Giampaolo Visetti, Affari&Finanza, la Repubblica 17/12/2012, 17 dicembre 2012
FINANZA SOMMERSA LA CINA CONTRAE LO STESSO VIRUS DELL’AMERICA
Mercati e investitori temono che anche la Cina abbia contratto il virus della finanza infetta. A preoccupare non sono solo i meccanismi delle quotazioni, che consentono anche alle aziende sottocapitalizzate, o con bilanci opachi, di accedere alla Borsa. L’ultimo allarme, rilanciato dal «Financial Times», riguarda il sistema delle cosiddette «banche ombra». In Cina il credito non ufficiale, praticato da istituti che non hanno il prestito di denaro quale business principale, non è illegale. Ha una tradizione antica, ma negli ultimi dieci anni, grazie al boom immobiliare, ha registrato un’espansione sorprendente. E’ oggi costituito da una rete complessa di canali di finanziamento da parte di imprese che, investendo in fondi ad alto rischio, concedono credito a clienti che difficilmente lo otterrebbero dai canali ufficiali. Lo stesso meccanismo, tristemente noto negli Usa, consente di offrire tassi di interesse capaci di attirare la liquidità dei risparmiatori. Parte di questo sistema sommerso è rappresentata dagli strozzini, moltiplicatisi nelle regioni industriali della costa e nelle metropoli produttive in espansione. La fetta più ricca dei prestiti ombra spetta però proprio ai «trust», società simili ai famigerati «hedge fund» dell’Occidente. Contattano grandi clienti con poca liquidità, imprese edili e promotori immobiliari, ma pure industrie, cantieri navali e compagnie energetiche, e oltre al credito promettono alti rendimenti.

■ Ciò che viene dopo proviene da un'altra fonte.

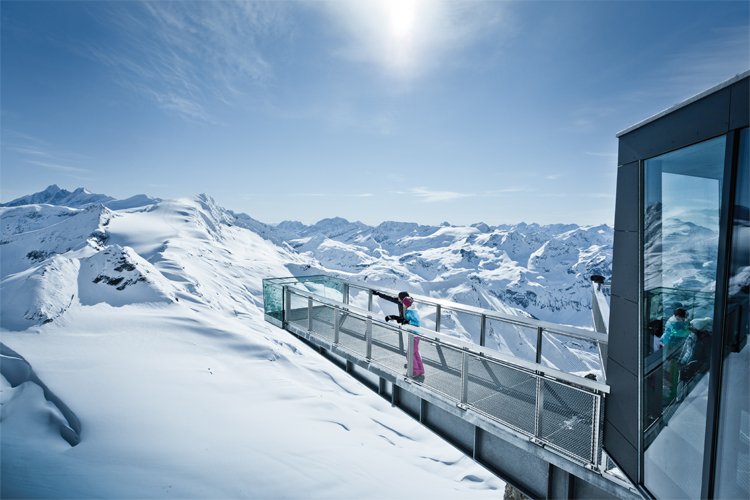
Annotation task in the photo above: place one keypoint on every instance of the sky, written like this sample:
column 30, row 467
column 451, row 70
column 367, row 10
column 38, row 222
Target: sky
column 407, row 110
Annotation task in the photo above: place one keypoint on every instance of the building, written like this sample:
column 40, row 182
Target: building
column 677, row 419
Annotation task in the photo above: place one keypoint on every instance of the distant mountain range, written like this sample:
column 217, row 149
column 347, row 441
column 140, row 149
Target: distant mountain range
column 63, row 250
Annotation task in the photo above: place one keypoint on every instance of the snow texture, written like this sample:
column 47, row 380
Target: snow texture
column 136, row 363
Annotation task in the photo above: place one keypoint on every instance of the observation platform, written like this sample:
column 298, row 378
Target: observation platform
column 535, row 426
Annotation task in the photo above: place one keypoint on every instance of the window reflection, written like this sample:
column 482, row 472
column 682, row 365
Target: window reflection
column 681, row 240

La stretta bancaria promossa del governo di Pechino, spaventato dal rischio dello scoppio di bolle e da un’inflazione fuori controllo, negli ultimi mesi ha favorito una crescita record dei prestiti sommersi. Banchieri, agenzie di rating e lo stesso Fmi temono che le «banche ombra» cinesi controllino ormai un terzo della gestione patrimoniale interna e del risparmio. Stime attendibili avvertono che nel 2012 hanno mosso oltre 2 mila miliardi di dollari, un quarto del Pil, quota che potrebbe però raddoppiare, arrivando al 50% del prodotto interno della seconda economia del mondo. Questi «trust» nel primo trimestre dell’anno gestivano un patrimonio di 6,3 miliardi di dollari, in crescita del 54% in tre anni, e a fine dicembre potrebbero superare le assicurazioni per potere finanziario, fermandosi solo alle spalle delle banche, controllate dallo Stato. Ogni tre yuan risparmiati dalle famiglie cinesi, si calcola che uno finisca ormai nelle casse del credito sommerso, primo motore delle speculazioni edilizie. L’opacità del sistema impedisce stime precise sul grado di rischio. Nessuno può dire come la montagna di denaro viene utilizzata e la resa dei conti, fino a quando ci sono soldi da investire, viene rinviata. Il rischio è però evidente: anche le banche, per arginare la concorrenza non ufficiale, spingono prodotti finanziari ad alto rischio e alimentano il sistema che dovrebbero regolare, minandone la stabilità. Gli istituti stranieri si interrogano così sulle ragioni che spingono il governo di Pechino, noto per la mano pesante in tutti i settori economici, a consentire il decollo di un potere finanziario malato che rischia di travolgerlo. La risposta più ovvia è quella politica. Le autorità cinesi sono decise da una parte a proteggere le banche e l’economia ufficiale, ma dall’altra a non soffocare una crescita già in frenata. Le imprese, con bilanci meno solidi, per svilupparsi hanno bisogno di molto credito e se lo Stato chiude la cassa, non resta che rifugiarsi nell’ombra messa a disposizione del potere stesso. Resta la prospettiva di un default: ma ancora una volta i risparmiatori non potranno prendersela con i responsabili reali dei loro guai.